On Mar 20, 2013, at 4:41 PM, Louis Proyect <[email protected]> wrote:

> Although I was aware that West Coast radio host Sasha Lilley, a kind of 
> radical version of Terry Gross, had come out with a book on 
> “Catastrophism”, I had no plans to read it or comment on it until I 
> spied a review in Brooklyn Rail, a free monthly you can find at better 
> bookstores.
> 
> Titled “The Bankruptcy of Doom and Gloom”, reviewer Robert S. Eshelman 
> writes:
> 
>       Lilley observes that while the New Deal did, in fact, originate in 
> response to the Great Depression, the great American strike waves of 
> 1898 to 1904 and 1916 to 1920 occurred during periods of relative 
> economic prosperity.
> 
> I found so many things wrong with this that I decided to have a look at 
> more of what comrade Lilley had to say.

I wrote the intro to the book, and Sasha is a friend of mine (and the reason I 
have a show on KPFA), so I'm a little partial. She's a very smart Marxist, and 
not some kind of pinko Terry Gross, who is aptly named because she is revolting.

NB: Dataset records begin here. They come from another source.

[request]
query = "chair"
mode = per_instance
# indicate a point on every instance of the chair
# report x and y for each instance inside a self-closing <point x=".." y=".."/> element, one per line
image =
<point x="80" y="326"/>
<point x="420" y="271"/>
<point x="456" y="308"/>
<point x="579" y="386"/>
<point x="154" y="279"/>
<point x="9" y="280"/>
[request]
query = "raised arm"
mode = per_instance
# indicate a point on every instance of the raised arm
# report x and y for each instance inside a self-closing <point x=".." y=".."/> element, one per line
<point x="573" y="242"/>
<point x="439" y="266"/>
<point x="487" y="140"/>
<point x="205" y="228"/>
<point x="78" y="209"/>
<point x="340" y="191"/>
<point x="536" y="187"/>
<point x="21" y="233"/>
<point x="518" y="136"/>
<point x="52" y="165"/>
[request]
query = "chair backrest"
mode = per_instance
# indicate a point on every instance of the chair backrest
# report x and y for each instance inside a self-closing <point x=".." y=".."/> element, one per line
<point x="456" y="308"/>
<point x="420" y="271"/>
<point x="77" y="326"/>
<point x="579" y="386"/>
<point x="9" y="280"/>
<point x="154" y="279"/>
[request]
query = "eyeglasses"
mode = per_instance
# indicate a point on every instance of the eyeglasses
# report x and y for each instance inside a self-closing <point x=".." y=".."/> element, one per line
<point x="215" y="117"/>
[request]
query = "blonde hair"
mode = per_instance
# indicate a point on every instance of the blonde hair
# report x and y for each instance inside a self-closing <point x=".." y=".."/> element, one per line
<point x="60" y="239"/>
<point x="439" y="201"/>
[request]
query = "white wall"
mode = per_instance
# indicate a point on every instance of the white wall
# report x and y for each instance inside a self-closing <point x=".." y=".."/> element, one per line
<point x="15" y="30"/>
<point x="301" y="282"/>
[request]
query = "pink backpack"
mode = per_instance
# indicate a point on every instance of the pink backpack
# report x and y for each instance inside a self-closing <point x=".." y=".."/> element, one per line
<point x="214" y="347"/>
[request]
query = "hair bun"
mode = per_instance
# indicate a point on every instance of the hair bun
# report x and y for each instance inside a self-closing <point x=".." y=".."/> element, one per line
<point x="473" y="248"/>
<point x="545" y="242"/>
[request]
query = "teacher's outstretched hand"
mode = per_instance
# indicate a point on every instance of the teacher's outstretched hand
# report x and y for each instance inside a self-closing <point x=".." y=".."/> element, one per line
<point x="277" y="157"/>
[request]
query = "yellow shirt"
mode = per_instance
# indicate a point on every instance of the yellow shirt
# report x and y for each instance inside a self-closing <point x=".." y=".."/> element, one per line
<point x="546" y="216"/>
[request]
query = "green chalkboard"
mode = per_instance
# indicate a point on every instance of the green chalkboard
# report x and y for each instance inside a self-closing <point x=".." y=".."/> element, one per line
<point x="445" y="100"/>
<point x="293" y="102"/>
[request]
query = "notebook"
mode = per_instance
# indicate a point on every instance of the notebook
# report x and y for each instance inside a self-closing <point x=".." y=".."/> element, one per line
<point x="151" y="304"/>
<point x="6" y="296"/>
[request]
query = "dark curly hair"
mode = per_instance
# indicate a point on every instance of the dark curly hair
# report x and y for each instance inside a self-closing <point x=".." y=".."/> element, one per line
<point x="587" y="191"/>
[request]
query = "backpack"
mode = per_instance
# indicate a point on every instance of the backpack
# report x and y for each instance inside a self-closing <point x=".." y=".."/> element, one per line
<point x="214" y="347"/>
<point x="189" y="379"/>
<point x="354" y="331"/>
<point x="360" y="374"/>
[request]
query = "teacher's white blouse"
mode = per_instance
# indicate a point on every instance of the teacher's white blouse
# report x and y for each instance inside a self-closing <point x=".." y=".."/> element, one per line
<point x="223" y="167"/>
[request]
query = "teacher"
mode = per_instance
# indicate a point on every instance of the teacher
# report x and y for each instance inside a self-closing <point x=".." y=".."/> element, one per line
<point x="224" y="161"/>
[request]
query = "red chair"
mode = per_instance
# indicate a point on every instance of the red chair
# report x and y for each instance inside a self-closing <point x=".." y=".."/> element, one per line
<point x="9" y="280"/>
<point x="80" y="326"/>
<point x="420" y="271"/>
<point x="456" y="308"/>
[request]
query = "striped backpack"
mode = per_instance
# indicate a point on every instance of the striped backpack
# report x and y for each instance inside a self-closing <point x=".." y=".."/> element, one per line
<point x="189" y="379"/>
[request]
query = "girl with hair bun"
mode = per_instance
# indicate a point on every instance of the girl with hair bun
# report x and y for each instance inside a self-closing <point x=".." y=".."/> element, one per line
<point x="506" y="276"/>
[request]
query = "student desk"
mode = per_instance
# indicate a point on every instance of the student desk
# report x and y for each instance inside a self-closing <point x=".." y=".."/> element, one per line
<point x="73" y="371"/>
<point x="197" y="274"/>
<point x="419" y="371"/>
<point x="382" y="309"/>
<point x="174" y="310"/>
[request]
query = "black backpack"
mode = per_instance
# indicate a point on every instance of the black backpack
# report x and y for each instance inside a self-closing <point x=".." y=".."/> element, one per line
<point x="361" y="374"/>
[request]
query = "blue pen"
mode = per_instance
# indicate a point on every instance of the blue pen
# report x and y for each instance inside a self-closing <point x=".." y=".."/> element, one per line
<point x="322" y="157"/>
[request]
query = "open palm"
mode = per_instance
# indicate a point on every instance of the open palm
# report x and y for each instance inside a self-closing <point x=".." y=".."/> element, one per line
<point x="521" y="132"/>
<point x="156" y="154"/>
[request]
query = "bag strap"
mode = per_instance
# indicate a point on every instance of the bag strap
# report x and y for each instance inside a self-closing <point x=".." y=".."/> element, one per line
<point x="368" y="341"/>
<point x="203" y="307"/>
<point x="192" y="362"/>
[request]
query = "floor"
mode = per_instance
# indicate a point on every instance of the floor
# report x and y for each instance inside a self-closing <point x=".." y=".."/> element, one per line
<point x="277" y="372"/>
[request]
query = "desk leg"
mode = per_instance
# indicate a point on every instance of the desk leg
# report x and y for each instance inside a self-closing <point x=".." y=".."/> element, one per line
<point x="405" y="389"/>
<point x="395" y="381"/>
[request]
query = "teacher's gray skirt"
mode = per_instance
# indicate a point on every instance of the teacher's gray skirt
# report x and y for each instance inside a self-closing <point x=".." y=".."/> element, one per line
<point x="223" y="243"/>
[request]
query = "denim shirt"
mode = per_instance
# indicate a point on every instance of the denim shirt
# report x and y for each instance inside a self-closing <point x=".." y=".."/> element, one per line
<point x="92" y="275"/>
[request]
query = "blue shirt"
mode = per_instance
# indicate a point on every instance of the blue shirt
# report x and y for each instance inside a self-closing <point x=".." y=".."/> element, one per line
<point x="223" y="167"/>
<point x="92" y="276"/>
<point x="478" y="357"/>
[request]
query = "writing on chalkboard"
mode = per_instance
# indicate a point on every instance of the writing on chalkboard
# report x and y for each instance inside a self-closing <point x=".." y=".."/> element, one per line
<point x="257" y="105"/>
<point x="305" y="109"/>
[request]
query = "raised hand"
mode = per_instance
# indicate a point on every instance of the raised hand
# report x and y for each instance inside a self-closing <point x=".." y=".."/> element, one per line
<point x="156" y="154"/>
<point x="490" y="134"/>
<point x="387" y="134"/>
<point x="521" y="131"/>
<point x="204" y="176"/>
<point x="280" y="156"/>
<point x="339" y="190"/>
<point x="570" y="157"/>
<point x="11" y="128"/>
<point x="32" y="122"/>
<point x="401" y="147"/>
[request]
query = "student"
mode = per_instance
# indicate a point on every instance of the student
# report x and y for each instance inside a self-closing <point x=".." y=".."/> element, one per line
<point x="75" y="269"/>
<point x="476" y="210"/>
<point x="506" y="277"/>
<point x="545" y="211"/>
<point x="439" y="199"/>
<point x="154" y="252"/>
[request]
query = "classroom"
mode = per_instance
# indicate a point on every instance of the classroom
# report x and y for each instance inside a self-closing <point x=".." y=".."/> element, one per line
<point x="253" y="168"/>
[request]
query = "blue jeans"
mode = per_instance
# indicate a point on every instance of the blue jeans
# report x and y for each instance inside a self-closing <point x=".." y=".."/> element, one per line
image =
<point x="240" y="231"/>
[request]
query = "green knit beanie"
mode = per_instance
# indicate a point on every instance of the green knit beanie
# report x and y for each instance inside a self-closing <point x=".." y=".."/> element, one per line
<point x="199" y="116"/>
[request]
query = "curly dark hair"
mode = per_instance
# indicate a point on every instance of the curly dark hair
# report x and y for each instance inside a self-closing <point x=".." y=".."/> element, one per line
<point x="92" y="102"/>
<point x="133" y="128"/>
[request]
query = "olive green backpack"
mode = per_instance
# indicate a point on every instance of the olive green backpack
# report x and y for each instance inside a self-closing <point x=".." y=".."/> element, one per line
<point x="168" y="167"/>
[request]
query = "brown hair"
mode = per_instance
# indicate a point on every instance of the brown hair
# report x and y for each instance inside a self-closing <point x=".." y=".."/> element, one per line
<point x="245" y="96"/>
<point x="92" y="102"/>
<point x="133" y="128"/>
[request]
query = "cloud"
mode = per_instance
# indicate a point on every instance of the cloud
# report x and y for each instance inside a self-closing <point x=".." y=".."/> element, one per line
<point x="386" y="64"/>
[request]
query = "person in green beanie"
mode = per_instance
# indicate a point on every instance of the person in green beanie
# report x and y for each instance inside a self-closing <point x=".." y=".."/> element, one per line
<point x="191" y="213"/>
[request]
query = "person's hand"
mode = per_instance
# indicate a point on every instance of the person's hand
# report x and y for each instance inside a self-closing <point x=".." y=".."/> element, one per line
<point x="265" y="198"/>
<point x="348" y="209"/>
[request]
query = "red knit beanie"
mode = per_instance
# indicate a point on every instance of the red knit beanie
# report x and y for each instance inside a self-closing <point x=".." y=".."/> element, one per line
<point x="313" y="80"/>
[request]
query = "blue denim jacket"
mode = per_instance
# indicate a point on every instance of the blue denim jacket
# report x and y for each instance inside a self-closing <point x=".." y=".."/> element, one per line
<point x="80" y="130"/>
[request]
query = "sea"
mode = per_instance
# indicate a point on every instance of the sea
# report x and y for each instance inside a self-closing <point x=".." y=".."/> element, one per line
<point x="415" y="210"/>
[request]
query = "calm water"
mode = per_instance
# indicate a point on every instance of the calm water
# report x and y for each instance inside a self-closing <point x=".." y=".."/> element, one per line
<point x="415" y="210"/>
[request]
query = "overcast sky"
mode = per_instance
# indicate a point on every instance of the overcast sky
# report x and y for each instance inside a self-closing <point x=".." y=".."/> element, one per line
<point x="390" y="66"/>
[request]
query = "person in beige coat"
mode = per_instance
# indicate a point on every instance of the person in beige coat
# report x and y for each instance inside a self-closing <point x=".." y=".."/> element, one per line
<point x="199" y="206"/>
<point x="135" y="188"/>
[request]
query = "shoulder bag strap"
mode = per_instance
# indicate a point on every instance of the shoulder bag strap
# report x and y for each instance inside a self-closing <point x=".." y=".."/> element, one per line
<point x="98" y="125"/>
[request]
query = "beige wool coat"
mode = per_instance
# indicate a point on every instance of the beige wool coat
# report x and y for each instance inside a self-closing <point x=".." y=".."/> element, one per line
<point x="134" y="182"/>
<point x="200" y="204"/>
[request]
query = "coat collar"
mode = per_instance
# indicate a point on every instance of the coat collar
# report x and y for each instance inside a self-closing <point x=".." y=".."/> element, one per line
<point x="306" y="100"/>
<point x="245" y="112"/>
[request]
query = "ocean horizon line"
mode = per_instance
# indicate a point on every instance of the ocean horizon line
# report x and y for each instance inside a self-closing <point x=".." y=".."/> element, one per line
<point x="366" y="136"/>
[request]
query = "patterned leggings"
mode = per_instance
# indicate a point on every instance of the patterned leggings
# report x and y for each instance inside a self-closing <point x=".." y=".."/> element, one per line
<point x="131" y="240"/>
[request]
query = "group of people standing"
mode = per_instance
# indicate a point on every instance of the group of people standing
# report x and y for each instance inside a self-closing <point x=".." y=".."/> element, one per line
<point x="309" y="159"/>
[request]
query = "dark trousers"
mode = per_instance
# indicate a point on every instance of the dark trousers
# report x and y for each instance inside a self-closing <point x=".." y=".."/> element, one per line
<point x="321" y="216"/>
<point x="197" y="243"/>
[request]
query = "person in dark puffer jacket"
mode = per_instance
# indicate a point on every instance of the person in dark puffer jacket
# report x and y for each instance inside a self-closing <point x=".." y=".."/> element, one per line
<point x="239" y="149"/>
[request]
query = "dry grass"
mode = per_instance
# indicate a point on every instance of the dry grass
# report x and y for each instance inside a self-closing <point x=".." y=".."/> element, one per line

Lou, you write: "Instead we study what happened in Flint, Michigan in 1936 and 
1937 when workers occupied factories and battled the cops and National Guard." 
1936-37 was the peak of a strong recovery from the 1933 low. Employment was up 
over 30%, and GDP over 40%, from its trough. Bad times often provoke reaction, 
not militancy. Sad to say, the major political beneficiaries of the Greek 
crisis so far have been Golden Dawn, not Syriza.